Bu, onu besleyen zaman odasında onlarca yıllık eğitim ile inşa edilen onun saf iradesiydi.
Max, her askerinin çok çalışırken köşeleri kesmediğini ve liderliğini takip etmeleri ve ellerinden gelenin en iyisini yapmaları gerektiğini bilmesini sağlıyordu.
Eylemleri, bir saat sonra Max'in ormanı bir bataklığa ve sadece birkaç saat önce kuru toprağa doğru şiddetli bir nehrin bulunduğu kürenin altındaki alana dönüştürmeyi başardığı gibi herhangi bir motivasyon konuşmasından daha yüksek sesle konuştu.
“İlk Lejyon! Kaleyi inşa etmeye başla!”
İyice tükenmiş olan Max, genç ejderha kuyruğunu etrafına sararken Mira'nın sırtına dayandı ve ona sıcaklık ve koruma verdi.
“Sen bir delisin.... ve seni hatırladığımdan çok daha güçlü.
Sonsuz mana ve inanılmaz derecede yüksek yetenekleri ile Mira, birisinin onu devam ettirebileceğini asla düşünmemişti. Ama Max bunu başarmış gibi görünüyordu, her ikisinin de Tier4'ten Tier5'e gittiği dönemde ondan çok daha güçlü olmuştu.
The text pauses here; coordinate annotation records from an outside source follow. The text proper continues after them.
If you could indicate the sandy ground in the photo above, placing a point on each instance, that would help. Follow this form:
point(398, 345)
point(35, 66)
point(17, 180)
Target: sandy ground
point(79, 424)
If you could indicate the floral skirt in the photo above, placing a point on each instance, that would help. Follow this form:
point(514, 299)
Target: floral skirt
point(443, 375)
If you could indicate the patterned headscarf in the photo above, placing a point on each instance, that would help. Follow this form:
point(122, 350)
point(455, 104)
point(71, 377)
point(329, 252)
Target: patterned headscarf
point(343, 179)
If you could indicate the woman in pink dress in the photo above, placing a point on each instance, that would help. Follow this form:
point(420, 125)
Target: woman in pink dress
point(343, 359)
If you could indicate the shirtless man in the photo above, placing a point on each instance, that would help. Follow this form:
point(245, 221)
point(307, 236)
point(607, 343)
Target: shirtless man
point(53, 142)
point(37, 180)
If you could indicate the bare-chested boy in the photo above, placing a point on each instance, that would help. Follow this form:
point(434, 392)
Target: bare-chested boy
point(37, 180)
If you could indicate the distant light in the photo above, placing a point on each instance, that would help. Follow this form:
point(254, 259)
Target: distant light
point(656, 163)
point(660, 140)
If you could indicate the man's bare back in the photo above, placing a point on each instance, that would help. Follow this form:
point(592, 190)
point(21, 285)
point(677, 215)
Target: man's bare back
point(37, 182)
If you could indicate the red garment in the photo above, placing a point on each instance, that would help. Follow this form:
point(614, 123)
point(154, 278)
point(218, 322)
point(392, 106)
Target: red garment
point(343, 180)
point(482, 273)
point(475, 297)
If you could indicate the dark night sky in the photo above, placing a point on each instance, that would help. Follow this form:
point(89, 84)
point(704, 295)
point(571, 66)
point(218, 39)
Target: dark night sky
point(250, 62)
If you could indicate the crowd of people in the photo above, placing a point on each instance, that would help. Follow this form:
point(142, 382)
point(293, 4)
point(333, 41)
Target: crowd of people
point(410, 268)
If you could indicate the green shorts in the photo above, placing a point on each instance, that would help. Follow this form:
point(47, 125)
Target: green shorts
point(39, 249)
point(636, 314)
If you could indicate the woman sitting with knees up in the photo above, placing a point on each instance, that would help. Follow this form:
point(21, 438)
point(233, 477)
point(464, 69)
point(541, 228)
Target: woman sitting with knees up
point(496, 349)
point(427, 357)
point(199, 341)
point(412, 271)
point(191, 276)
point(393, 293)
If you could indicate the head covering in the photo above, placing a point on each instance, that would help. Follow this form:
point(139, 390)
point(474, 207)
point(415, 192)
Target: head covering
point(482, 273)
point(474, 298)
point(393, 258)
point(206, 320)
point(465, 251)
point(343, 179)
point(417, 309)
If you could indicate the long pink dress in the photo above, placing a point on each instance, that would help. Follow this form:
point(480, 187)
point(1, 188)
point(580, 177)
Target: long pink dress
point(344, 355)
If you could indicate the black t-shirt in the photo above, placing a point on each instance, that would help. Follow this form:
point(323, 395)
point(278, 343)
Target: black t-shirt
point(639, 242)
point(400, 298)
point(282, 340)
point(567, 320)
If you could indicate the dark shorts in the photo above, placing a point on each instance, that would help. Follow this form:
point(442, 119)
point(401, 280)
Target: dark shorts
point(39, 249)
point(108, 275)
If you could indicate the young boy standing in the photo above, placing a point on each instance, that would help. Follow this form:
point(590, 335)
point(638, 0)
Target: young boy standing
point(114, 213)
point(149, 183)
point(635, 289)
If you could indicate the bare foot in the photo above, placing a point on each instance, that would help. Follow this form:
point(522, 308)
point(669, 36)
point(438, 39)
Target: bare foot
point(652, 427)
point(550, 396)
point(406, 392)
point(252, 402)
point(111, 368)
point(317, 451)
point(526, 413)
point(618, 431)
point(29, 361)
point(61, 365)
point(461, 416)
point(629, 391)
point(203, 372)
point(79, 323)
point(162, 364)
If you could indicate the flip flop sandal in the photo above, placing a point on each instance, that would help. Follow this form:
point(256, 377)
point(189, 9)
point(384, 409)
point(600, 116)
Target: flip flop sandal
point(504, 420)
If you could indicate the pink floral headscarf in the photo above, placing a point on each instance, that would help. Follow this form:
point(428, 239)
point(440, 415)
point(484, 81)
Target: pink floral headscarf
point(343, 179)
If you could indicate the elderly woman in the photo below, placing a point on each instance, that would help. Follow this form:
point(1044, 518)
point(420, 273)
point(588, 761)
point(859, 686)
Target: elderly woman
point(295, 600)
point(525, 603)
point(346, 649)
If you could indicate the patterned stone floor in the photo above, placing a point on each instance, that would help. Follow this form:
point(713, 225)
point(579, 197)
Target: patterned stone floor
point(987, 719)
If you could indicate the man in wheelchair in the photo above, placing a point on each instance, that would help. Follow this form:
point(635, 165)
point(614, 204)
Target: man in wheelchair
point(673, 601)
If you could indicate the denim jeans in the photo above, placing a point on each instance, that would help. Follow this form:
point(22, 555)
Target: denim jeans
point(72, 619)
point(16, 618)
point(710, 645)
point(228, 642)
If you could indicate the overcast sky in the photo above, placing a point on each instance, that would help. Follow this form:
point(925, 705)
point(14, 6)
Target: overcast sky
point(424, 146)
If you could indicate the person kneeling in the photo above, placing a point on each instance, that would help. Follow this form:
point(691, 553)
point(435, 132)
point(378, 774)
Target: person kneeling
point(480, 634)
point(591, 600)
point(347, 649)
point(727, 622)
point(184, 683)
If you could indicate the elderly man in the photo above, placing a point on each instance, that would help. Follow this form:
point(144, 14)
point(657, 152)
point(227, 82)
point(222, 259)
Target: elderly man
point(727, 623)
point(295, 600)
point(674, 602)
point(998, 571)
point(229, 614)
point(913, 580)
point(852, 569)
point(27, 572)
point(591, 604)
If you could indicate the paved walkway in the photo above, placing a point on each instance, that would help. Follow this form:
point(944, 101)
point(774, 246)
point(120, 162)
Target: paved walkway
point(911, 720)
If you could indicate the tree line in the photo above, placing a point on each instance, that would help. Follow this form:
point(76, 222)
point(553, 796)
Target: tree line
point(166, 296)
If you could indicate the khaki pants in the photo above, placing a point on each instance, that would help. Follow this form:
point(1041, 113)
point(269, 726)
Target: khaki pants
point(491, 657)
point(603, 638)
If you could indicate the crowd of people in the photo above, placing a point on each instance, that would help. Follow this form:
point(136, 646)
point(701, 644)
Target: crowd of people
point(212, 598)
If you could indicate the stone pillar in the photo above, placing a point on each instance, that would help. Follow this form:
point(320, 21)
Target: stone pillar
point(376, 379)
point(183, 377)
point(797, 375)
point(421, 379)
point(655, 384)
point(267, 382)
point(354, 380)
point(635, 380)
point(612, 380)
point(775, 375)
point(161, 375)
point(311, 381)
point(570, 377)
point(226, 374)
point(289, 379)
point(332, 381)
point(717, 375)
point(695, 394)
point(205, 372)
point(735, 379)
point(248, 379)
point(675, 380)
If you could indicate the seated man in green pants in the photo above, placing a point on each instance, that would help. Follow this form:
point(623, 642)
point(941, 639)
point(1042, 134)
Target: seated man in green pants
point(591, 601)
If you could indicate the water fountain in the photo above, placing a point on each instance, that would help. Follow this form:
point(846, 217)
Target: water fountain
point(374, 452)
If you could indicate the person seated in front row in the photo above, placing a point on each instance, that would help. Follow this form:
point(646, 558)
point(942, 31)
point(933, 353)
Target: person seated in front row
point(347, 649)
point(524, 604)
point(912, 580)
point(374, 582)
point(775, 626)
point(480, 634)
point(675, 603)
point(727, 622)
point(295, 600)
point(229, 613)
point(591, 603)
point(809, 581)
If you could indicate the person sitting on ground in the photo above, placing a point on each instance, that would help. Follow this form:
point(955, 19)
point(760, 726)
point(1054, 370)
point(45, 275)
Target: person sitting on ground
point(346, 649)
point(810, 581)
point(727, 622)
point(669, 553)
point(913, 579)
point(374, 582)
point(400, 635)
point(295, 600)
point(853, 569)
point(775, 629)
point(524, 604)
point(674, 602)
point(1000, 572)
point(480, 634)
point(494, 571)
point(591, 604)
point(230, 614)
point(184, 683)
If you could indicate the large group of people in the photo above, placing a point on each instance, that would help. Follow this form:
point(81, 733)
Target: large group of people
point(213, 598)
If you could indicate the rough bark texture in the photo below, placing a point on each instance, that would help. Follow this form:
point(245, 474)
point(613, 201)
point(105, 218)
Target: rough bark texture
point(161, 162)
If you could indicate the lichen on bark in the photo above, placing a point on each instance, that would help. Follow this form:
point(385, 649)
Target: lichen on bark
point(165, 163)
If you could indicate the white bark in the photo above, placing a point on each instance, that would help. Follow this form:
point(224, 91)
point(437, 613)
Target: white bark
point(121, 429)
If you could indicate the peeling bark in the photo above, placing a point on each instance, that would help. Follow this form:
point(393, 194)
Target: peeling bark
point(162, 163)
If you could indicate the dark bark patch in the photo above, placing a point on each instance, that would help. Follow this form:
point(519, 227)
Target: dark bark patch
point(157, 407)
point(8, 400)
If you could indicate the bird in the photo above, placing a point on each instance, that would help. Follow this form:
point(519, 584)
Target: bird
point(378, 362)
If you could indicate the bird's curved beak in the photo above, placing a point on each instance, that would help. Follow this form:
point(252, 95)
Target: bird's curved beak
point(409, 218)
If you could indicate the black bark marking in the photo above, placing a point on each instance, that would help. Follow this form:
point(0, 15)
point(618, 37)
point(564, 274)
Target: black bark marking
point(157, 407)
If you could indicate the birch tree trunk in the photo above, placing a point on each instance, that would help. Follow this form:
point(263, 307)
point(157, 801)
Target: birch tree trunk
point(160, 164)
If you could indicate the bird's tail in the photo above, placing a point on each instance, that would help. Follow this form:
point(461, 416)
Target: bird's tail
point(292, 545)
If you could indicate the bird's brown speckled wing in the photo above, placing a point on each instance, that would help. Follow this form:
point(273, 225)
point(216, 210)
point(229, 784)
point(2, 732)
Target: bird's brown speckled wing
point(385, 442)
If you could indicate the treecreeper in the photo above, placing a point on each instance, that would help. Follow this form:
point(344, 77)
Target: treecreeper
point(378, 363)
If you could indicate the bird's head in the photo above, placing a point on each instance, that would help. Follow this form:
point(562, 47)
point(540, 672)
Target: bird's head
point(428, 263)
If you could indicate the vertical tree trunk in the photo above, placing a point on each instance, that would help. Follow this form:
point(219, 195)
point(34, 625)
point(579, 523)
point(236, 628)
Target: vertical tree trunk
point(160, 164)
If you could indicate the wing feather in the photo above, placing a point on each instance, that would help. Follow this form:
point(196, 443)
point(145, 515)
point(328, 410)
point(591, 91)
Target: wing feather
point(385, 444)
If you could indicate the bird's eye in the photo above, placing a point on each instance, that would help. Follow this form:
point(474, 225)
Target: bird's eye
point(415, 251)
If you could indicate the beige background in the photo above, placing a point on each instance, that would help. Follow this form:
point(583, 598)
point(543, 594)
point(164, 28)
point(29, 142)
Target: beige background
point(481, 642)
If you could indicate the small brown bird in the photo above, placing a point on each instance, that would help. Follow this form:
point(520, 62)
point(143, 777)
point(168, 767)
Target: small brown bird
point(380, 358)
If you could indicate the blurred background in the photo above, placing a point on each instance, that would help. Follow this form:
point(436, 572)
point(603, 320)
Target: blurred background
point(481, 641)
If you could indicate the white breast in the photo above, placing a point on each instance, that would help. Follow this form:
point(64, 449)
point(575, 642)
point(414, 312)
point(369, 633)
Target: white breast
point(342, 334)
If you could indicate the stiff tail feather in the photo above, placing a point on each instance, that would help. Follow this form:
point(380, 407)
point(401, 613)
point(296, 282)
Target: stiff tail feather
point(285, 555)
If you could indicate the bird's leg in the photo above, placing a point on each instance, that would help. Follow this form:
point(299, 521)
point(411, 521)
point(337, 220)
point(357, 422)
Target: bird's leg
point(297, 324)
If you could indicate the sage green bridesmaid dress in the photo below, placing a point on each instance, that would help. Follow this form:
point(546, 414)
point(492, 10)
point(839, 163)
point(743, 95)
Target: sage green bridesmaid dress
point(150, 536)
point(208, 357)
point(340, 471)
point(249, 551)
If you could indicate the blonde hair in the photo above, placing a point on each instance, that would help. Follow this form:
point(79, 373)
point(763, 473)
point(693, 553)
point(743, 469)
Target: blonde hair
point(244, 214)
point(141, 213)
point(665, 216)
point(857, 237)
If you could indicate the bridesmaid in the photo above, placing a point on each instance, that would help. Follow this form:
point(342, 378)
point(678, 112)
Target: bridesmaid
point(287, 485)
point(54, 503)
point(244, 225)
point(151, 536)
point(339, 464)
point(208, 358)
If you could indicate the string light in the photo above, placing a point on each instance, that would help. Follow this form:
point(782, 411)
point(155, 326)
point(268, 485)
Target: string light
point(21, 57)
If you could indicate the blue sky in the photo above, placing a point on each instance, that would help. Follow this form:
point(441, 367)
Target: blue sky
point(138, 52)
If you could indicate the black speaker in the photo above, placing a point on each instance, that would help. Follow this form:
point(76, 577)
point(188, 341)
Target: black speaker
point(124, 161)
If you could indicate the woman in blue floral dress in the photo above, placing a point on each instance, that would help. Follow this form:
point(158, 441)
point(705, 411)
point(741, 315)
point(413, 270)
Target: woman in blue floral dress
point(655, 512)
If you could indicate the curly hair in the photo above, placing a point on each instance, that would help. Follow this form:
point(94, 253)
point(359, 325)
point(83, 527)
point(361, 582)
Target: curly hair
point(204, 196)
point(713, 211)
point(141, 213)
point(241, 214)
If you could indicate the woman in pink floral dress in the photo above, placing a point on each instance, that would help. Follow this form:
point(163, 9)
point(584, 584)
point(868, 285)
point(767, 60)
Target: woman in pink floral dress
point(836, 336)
Mira'nın bugün ortaya çıkmasını izlediği sahne, onu bugün gerçekten kendini aştığından emin oldu, bir şekilde onu endişelendirdi, ancak bir şekilde son derece seksi olduğunu hissetti.
Büyüme oranına ayak uydurabilecek kendisinden daha güçlü bir adama güvenmek iyi hissettirdi.
*********
(Regus Aurelius'un POv'si)
“Lordum bazı kötü haberler var. Üç vampir klanı bugün kürelerini kaybetti. Ordu çevreye ulaştığında küreye saldırı koordine eden saflarında saklanan hainler vardı.
Raporlara göre, hainler tarafından ışık grubu boyunca toplam 27 küre yok edildi.
Savaş başlamadan önce arka ayaktayız “dedi.
Dahili olarak Regus, kürelerini bir gün boyunca koruyamayan Lordları lanetlemek istedi, ancak bir kral olarak daha rasyonel olması gerektiğini biliyordu.
“Küreyi kaybedenlere şimdi hücumda odaklanacak olanlara söyleyin. Karanlık fraksiyondan bazı küreleri yok ederek klanları onurlandırmalarına izin verin” dedi Regus, yaklaşan geleceğe odaklanmaya karar vermediğine karar verirken.
Savaş başlamamıştı, ancak düşman ilk disk baskını tetiklemek için% 27 idi.
Bu oranda, ilk disk kavgası savaşın ilk ayında başlayacaktı.
Sınır klanlarının sağlam kalmasını umabilirdi, ancak en kötüsü için hazırlanması gerekiyordu.
Belki de ilk tetiklenen disk, Regus'u ve tüm vampir toplumunu kesinlikle sınırlarına göre test edecek olan vampirlere ait olurdu.